Auch wird mehrfach ins Feld geführt, dass Simon ja oft gar nicht einsetzbar gewesen wäre, da er sich freistellen lassen habe für Gastauftritte bei internationalen Galas. Das Argument kann so natürlich kaum überzeugen. Solche Freistellungen sind nur nach Genehmigung und in Absprache mit der Ballettdirektion möglich. Sie können nicht plötzlich festgelegt werden ohne eingehende Prüfung, wie sie sich in Übereinstimmungen mit der Planung des Repertoires bringen lassen. Das Argument des Tänzers hingegen, dass es ja auch andere Ballettmeisterinnen oder Ballettmeister gebe, mit denen er probieren könne, findet seitens der Oper keine konstruktive Beachtung; was dann sogar dazu führt, dass eine der beiden Schöffinnen schon mal fragt, was denn dann die anderen Mitarbeitenden in den Ballettmeisterfunktionen täten? Darauf gibt die Oper keine überzeugende Antwort.

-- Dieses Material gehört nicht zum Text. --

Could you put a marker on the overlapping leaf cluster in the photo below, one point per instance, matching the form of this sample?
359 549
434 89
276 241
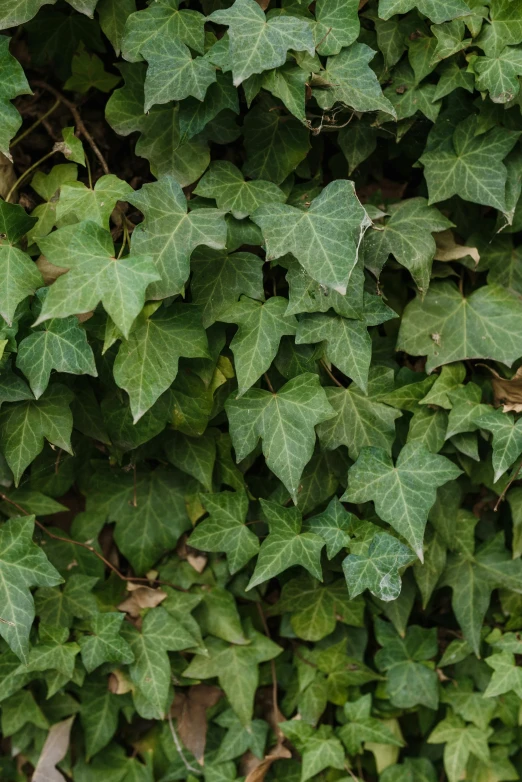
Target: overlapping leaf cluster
260 388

Spätestens als der Anwalt des Klägers unwidersprochen die Summe von 80.000 Euro erwähnt, die seitens der Oper als Abfindung benannt worden seien, kann man sich nun wirklich nicht mehr des Eindrucks erwehren, dass hier Ruhe um jeden Preis geschaffen werden oder, mehr noch, ein Exempel statuiert werde soll, klar gerichtet gegen mögliche Solidarisierungen, womöglich sogar im eigenen Ensemble, mit dem Kläger, dessen Vertrag als erster Solist noch für diese und die kommende Saison Bestand hat.

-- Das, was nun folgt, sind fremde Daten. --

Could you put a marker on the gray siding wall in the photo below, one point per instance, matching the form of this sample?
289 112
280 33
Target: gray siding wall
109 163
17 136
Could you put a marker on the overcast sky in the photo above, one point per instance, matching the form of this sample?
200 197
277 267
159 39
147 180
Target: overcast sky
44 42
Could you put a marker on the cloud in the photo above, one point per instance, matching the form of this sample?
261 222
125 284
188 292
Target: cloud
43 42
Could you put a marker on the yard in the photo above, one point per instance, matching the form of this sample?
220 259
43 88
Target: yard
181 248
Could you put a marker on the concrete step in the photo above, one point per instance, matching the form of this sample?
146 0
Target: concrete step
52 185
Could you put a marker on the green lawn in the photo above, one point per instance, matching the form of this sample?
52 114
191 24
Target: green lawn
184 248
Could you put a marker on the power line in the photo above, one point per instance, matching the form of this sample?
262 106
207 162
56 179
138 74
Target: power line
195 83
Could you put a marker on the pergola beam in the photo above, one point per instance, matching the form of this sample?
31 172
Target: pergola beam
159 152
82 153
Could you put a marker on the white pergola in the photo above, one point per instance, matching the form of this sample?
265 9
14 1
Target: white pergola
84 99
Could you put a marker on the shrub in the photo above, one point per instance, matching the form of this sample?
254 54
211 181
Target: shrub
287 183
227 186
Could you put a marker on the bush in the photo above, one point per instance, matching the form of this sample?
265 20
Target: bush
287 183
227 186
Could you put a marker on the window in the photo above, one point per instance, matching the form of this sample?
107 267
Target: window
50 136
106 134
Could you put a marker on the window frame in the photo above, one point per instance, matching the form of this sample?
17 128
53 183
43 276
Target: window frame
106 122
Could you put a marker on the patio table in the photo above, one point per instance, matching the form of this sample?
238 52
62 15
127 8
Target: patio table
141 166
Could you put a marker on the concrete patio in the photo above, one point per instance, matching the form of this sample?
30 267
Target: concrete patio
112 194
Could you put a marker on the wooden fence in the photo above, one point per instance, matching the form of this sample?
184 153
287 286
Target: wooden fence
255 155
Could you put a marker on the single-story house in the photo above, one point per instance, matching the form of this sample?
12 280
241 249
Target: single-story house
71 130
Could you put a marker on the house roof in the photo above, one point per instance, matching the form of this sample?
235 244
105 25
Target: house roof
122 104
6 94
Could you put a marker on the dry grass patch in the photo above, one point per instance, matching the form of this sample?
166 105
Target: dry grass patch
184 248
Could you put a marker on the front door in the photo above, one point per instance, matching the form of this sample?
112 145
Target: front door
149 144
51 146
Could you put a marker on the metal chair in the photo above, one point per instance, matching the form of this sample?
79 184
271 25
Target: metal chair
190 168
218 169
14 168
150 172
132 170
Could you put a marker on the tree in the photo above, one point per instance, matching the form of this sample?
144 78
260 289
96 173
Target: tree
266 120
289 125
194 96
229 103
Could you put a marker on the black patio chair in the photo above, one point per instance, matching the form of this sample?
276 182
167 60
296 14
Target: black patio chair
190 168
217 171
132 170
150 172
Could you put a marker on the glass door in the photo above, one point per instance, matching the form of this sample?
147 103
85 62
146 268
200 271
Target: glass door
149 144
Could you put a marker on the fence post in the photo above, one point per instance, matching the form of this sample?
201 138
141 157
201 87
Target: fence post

Die Frage, die sich in diesem Zusammenhang aufdrängt: welcher Ballettmeister wird denn die drei Kreationen für die nächste Premiere beim Semperoper Ballett am 2. Juni 2018 mit dem Titel »100°C« mit Erstaufführungen von Justin Peck, Jiří Kylián und Hofesh Shechter einstudieren? Vor Gericht wird sie nicht gestellt. Bislang ist der beklagte Ballettmeister für diese Arbeit nicht vorgesehen. Allerdings wird seitens der Oper mehrfach betont, dass „das gesamte Haus in Aufruhr“ sei, womit für den Richter offensichtlich klar ist, dass der Betrieb gefährdet ist. Wie sich dieser Aufruhr äußere, wird allerdings auch nicht erläutert. Gezielte Nachfragen gibt es auch nicht.

Dass der Tänzer István Simon in seiner Funktion als erster Solist den nach einer Beratungspause vorgetragenen Vermittlungsvorschlag des Richters wirklich annehmen könnte, kann doch selbst der Richter nicht wirklich geglaubt haben!? Simon könne doch, so sein Vorschlag, wenn er mit anderen Ballettmeistern zusammenarbeiten wolle, auf solistische Einsätze verzichten und andere Aufgaben im Ballett übernehmen.

Am Ende verstärkt sich der Eindruck, dass die Semperoper an einer Lösung des Problems nur insofern interessiert ist, inwieweit schnellstmöglich wieder Ruhe am Haus hergestellt werden kann. Tänzer sind ersetzbar. Ballettmeister nicht.